On the day we actually flew, our first leg was uneventful. We then boarded our connecting flight (a little late because of normal holiday madness around the airport) and took our seats. I had checked my bag and placed my small carry-on (just a change of clothes and some reading material) in the overhead bin so I could actually use what legroom was available instead of having to use the space under the seat in front of me.

A few minutes later, the people who took our exit row seats came down the aisle, an older couple (older than me anyways; probably early sixties) with their adult daughter and 10 year old grandson. The older gentleman was seated in front of me. He proceeded to try to stuff his fairly large roll-aboard bag underneath his seat where my size 14’s were.

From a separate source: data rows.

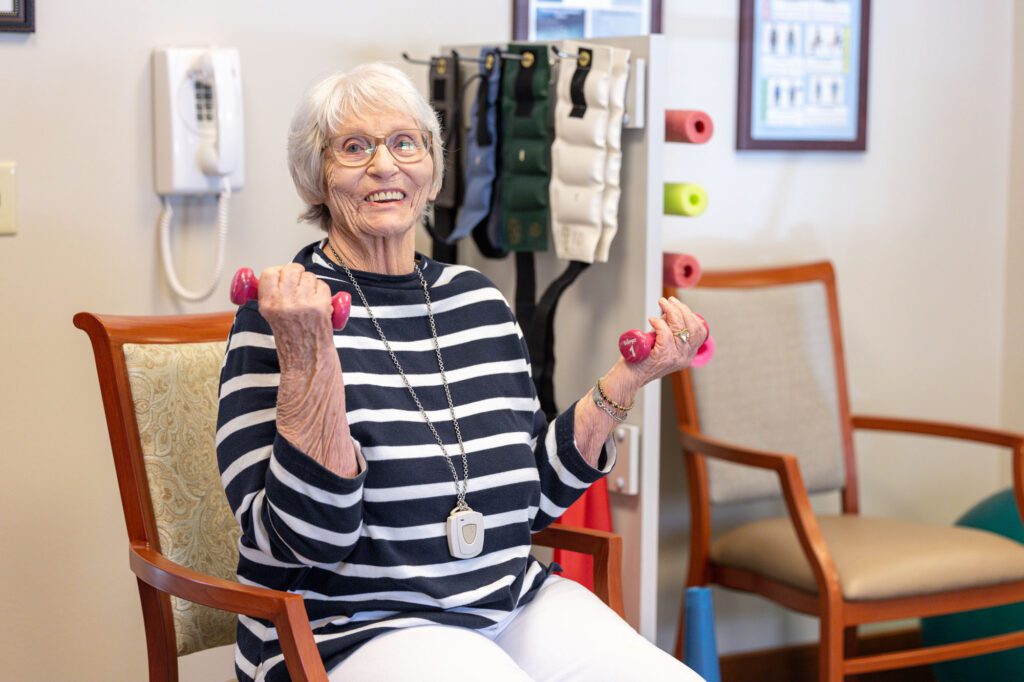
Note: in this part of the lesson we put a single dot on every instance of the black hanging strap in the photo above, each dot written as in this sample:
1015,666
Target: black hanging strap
541,337
584,61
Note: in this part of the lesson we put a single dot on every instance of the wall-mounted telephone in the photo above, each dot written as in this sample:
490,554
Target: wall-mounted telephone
198,138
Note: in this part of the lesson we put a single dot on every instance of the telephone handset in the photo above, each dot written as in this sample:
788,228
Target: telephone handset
221,145
198,139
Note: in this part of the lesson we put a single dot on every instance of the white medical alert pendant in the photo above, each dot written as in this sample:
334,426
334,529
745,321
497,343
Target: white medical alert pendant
465,531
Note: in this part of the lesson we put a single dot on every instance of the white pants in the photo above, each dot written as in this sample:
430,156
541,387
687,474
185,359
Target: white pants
564,634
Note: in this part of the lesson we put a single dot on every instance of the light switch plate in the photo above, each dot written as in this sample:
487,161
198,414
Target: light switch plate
625,478
8,199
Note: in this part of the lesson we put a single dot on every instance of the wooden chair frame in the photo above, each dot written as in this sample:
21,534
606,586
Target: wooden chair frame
159,578
839,617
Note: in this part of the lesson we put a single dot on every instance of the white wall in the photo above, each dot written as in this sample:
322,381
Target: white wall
924,214
1013,403
918,230
75,115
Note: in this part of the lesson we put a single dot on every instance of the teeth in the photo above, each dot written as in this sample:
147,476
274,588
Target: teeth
385,197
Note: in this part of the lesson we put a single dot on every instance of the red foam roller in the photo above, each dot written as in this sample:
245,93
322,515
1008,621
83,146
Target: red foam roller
245,287
687,125
680,269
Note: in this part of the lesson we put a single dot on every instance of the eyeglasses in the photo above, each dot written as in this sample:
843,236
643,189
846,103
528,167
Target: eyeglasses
356,148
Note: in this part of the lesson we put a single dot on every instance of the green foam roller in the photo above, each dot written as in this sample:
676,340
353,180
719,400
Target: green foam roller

After a couple of minutes of him trying to fit the bag over the bar which is supposed to prevent my bag from hitting his feet, I decided to intervene. I politely informed him that if he wasn’t placing his bag in the overhead, it should go underneath the seat in front of him. He told me I was wrong, that his feet would go underneath that seat and his bag would go under his own seat. After a few more minutes of discussion, I told him he had three choices. One, he could trust that I, a fairly frequent flier and former airline employee, was correct and put his bag where it belonged, two, he could call the flight attendant (there is only one on the smaller CRJs) and he could tell him where to put the bag, or three, he could keep trying to shove the bag where my feet were, but if he succeeded, I would promptly remove the bag, place it in the aisle, and deny any knowledge of its origins. He chose option two.

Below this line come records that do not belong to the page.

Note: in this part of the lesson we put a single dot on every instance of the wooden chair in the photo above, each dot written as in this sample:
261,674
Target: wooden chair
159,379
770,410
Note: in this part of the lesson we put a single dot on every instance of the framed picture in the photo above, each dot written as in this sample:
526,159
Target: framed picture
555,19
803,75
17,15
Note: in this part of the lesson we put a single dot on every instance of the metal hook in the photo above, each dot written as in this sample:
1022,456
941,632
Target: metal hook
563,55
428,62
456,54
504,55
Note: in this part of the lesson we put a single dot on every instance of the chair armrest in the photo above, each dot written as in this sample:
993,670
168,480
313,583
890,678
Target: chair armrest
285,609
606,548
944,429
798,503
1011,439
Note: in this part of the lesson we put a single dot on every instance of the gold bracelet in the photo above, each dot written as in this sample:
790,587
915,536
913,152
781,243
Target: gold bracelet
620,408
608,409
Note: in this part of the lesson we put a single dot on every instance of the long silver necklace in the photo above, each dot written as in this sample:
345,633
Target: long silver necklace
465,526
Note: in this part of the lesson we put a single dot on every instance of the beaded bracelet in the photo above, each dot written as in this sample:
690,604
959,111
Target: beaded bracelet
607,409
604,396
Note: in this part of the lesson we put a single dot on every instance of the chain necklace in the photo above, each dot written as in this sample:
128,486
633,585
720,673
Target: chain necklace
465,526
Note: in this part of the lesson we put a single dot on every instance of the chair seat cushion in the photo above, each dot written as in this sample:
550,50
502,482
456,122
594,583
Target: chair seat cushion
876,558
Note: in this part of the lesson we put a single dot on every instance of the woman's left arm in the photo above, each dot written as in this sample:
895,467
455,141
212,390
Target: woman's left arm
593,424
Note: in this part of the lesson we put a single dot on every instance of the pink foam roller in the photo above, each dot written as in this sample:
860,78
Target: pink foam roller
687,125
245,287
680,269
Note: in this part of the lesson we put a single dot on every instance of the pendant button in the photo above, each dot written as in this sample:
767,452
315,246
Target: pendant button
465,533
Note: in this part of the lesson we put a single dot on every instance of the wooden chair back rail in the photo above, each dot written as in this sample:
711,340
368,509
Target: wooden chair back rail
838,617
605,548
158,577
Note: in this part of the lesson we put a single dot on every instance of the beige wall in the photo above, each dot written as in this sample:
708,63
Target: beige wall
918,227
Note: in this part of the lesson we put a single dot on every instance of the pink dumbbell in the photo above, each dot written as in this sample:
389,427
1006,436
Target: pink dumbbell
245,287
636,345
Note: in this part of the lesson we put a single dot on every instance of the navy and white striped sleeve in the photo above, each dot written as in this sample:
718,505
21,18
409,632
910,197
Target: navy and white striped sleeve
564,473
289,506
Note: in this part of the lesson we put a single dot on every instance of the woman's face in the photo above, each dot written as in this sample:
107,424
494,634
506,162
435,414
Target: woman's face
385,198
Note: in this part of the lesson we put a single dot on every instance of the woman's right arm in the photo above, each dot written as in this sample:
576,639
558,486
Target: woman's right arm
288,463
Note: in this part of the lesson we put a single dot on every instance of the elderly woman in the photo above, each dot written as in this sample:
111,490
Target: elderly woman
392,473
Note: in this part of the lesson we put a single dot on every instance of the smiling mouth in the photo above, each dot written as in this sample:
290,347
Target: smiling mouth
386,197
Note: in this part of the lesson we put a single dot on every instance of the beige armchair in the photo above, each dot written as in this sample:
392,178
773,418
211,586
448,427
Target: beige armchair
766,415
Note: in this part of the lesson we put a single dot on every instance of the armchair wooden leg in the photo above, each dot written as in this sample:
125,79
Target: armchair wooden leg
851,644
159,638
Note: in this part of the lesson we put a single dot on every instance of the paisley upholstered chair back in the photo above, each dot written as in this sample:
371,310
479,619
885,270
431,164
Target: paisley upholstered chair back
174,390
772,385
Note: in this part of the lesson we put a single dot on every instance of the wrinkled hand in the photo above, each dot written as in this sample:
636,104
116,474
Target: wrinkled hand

When the flight attendant arrived, he confirmed what I had said, much to this man’s chagrin. He then asked how old the grandson was. When the answer of 10 was given, he replied that occupants of exit rows must be at least 15 years old. The gentleman answered back that they couldn’t separate the family, and since it was Christmas time, there weren’t four empty seats available. At that point, I volunteered that my wife and I would be happy to trade seats so that they could remain together. This made the flight attendant happy, made me happy, but royally ticked off the older gentleman (his wife, daughter, and grandson had been silent throughout this entire ordeal). He was grumbling about it at least until the engines started and kept shooting me dirty looks, which I ignored.

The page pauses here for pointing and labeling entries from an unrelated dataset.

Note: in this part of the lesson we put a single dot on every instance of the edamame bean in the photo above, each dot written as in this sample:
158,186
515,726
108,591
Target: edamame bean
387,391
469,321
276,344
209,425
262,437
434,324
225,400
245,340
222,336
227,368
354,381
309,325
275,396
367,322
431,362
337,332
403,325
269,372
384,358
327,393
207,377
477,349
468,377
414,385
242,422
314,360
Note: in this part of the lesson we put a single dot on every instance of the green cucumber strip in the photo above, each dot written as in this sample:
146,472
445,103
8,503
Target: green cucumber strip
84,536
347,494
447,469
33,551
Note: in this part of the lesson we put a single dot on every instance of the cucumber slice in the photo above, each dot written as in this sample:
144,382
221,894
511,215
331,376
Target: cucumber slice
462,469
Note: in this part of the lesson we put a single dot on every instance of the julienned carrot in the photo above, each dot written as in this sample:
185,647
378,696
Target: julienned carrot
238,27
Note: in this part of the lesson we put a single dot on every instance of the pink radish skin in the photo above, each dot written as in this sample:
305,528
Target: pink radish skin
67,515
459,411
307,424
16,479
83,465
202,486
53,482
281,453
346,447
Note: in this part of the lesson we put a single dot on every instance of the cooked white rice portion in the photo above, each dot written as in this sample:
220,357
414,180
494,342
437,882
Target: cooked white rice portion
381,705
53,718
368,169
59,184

About half-way to ATL, the captain came over the loudspeaker and said that we had a mechanical problem and had to return to IAD. Of course none of us were happy about that, but what can you do? We landed, deplaned, and wandered through six or eight gate changes before we finally were boarded onto a new airplane (cockpit crew and flight attendant were wandering with us in the airport just as lost).

It was like the movie Groundhog Day. We took our assigned seats (though in hindsight, we probably should have sat down in the exit row). The family that had been in front of us came down and we had the same disagreement about where his bag should go. Then the flight attendant came down and told the man where to put his bag (though I think at this point, he might have had some better suggestions where he could shove his bag). Once again, there was an argument about the 10 year old, but this time, before I could volunteer to switch seats, he took the child to the back of the airplane where there was one last empty seat on the flight. I wasn’t about to try to sit next to his mother after all that happened, so I sat next to my wife and risked the damage to my legs and knees dealing with the seatback leaned back into me rather than risk escalating an already hostile situation.

When we finally got to ATL, we got off the plane as quickly as we could while the family in front were still waiting for the child to make his way up to them from the back of the plane. We don’t know (and don’t want to know) what happened after the flight; all we knew was that we didn’t want to be around if there was any more trouble.